Begitu pula orang yang sering berada di dapur rumah saya. Kalau ingin memasak masakan nostalgianya tidak nanggung, bumbu2nya dia usahakan selengkap ketika memasak di kampungnya dulu. Untung semua bumbu relative gampang didapat di Bandung, kecuali cabai nan aluih, alias cabai giliang yang merupakan _ingredient_ wajib bagi hampir semua masakan Minang
Berbagai pasar, tradisional dan super telah dia satroni untuk mendapatkan cabe giling yang sesuai selera. Mulai yang dekat rumah Griya Antapani, Superindo, Pasar Kaget, Cicadas.
Yang rada jauh seperti Cihapit, Kosambi, Suci, Riau Junction, sampai yang jauh di KBP Padalarang, tak ada yang ‘pas rasa’. Sebelum membeli dia minta izin ke penjualnya untuk mencicip sedikit. Setelah dicecap baru diputuskan jadi membeli atau tidak.
Cabai giling macam manakah yang masuk selera? Ya yang rasa cabai, jawabnya. Bingung kan ? Maksudnya, sebelum digiling cabai dipilih dulu. Yang mulai layu apalagi membusuk, dibuang. Digiling dengan tangan, bukan dengan mesin. Tidak dicampur wortel atau apapun. Campuran sedikit garam masih OK. Itulah spesifikasi cabai giling, yang bisa dipantau dengan ujung lidahnya…

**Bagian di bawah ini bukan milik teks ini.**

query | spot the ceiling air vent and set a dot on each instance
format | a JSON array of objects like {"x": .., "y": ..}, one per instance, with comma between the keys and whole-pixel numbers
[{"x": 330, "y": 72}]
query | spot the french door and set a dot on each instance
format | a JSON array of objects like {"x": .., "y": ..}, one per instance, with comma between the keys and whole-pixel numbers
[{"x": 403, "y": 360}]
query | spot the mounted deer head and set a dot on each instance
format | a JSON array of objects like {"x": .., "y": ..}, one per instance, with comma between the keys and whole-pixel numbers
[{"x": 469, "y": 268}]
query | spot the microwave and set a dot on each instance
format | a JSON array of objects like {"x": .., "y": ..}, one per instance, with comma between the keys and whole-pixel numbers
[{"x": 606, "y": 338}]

Solusinya, membeli cabai (keriting) sendiri, diseleksi, dan… sudah kuduga, mendelegasikan tugas menggiling ke suaminya… Capek lho nguleg cabe, pegal di bahu dan belikat kanan, apalagi ada spek khusus hasil ulekan : biji cabenya harus pecah, walau tak perlu halus, agar aman di lambung.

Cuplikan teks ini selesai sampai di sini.